You also need to know what you’re going to teach. A standard lesson planner is one option for listing daily lessons, but so is a list on a sticky note! If your state requires that you track the time spent on each subject, look at a lesson book, daily planner, or printable planner pages for homeschoolers to help you organize not only your lessons but the amount of time spent actually engaged in them.
Your State-Mandated Information
If your state requires that you track attendance, time spent on particular subjects, etc. then you’ll need to determine what method would work best for your personality and approach.
If you’re already using a planner to organize lessons, then it’s easy to track the time spent on them and the days that you actually did school. You might have to get creative if you follow a less structured approach, however. For example, one unschooling-leaning friend of mine has a standard planner that she uses “backwards.” Rather than writing what they’re going to do, she records what they ended up doing over the course of the day. Her attendance is naturally recorded in the process, since a day with schoolwork listed on it is obviously a day they did school!

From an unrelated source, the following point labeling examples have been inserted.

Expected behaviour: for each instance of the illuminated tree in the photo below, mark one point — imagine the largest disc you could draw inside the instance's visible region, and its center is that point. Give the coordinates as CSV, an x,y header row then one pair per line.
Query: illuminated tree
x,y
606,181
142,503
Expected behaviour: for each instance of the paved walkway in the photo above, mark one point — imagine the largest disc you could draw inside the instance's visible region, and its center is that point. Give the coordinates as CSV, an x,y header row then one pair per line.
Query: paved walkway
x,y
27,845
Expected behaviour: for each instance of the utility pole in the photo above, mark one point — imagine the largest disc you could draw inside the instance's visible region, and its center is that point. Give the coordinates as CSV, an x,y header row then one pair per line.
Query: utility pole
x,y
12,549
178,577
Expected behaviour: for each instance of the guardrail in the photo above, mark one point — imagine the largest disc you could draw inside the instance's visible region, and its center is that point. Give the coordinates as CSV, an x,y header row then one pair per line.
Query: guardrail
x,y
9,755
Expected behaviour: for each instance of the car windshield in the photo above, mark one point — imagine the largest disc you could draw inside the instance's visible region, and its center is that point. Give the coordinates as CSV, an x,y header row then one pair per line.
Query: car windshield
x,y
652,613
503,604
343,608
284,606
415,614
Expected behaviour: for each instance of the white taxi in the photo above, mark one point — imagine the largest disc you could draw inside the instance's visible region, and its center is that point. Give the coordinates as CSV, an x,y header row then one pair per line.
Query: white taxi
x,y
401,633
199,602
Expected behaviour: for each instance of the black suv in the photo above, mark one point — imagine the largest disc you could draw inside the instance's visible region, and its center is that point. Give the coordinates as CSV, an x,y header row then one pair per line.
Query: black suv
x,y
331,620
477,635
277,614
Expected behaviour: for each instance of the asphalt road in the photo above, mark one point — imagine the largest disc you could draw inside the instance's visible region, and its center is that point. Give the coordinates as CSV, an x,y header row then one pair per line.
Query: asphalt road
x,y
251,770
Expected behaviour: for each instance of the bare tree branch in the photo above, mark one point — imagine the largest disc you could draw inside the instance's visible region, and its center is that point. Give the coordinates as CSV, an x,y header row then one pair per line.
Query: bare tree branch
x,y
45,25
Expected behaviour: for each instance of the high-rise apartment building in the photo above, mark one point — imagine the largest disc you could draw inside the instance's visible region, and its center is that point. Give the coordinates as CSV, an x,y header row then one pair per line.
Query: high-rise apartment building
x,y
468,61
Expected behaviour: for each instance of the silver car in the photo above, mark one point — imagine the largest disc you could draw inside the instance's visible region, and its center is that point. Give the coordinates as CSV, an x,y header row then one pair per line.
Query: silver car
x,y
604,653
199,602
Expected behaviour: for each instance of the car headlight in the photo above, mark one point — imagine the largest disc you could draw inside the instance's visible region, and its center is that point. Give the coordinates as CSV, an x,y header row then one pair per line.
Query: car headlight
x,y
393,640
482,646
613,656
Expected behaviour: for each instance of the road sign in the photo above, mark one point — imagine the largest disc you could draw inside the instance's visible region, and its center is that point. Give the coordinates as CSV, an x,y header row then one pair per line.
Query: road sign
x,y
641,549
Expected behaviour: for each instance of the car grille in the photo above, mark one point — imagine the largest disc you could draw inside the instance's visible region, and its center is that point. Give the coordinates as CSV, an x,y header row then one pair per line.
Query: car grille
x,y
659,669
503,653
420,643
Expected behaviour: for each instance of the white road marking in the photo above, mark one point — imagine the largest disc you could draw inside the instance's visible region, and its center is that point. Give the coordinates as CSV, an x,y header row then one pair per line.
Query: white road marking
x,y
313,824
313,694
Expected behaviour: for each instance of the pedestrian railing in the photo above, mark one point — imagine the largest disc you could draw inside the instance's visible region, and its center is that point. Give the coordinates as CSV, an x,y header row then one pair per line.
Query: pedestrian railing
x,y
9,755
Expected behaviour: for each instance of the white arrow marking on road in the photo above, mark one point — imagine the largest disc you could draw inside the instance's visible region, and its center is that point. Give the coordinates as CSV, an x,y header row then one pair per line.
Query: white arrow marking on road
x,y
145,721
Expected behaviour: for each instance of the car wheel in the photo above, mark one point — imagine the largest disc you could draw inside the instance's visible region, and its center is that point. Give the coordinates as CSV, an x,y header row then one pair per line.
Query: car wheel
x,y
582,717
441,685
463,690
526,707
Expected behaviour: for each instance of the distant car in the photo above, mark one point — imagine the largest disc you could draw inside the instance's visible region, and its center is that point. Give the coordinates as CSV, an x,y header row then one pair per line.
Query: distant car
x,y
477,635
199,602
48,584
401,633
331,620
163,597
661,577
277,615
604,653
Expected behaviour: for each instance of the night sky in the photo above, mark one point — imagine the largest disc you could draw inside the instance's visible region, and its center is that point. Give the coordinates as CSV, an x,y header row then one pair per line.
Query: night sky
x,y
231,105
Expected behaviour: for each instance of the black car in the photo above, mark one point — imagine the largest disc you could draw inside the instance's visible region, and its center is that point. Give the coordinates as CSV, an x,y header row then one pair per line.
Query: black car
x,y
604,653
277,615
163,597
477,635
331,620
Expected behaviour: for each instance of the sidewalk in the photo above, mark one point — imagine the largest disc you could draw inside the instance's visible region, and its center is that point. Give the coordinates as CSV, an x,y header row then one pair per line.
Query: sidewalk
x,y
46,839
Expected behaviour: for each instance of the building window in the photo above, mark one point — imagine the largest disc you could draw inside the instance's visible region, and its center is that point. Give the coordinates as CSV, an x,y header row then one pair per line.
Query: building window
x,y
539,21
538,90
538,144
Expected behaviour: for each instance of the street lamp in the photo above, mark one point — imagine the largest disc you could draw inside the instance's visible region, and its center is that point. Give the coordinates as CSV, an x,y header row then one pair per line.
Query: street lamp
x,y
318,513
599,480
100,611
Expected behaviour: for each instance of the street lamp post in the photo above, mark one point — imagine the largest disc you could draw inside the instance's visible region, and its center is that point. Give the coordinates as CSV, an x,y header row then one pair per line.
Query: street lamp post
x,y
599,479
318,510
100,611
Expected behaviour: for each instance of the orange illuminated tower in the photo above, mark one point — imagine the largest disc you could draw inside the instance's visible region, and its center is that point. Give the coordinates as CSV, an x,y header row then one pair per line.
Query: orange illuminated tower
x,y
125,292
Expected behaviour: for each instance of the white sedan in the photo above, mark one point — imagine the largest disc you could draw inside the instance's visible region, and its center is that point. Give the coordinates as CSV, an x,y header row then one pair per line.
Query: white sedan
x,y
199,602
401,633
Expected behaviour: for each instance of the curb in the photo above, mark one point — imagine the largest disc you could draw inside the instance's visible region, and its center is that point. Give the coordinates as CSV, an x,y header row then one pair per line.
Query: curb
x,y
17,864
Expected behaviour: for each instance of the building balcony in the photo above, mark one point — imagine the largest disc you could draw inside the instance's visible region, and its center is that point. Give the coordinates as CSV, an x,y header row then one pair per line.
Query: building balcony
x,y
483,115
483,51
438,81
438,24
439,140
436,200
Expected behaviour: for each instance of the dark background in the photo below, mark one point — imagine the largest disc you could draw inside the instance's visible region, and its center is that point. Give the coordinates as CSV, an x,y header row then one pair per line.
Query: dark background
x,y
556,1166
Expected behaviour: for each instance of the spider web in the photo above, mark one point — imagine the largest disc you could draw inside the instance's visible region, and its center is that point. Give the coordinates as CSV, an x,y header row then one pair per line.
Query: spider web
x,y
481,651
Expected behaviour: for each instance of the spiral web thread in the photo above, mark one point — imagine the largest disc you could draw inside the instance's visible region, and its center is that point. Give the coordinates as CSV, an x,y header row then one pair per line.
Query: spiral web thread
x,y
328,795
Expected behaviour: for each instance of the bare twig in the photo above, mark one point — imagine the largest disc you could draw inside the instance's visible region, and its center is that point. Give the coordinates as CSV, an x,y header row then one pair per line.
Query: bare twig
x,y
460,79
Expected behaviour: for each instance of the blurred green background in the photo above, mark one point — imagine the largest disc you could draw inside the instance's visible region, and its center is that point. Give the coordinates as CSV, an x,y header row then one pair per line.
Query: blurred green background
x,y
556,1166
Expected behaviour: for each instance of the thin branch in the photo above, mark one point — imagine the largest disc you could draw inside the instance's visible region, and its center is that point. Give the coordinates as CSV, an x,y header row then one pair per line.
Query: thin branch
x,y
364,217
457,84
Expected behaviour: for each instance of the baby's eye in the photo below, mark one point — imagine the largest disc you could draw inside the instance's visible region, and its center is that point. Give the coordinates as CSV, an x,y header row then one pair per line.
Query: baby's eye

Sure it’s only five steps, but those steps have a lot to them, I know. So, to help you get organized and make sure you haven’t missed anything, I’ve created the Launch Your Homeschool Checklist. It breaks each of these five steps down to the nitty-gritty details so you don’t have to think of them yourself. It also includes a curriculum planner to guide you through your purchases and give you a place to keep it all organized! You can purchase it here for only $7!
It’s understandable if you’re feeling a touch nervous at actually doing all this. Or maybe even downright terrified. (Hence the chocolate.)
It’s your child’s education, for heaven’s sake — that’s a big deal!
But the most important thing to remember – and something that might bring you some peace – is that nothing is set in stone.
Don’t like the curriculum? Change it!
Don’t like your schedule? Change it!
Don’t like the methodology? Change it!
Mid-year, mid-semester, mid-quarter – heck, at any point you can decide to try something new. Flexibility is one of the best things about homeschooling!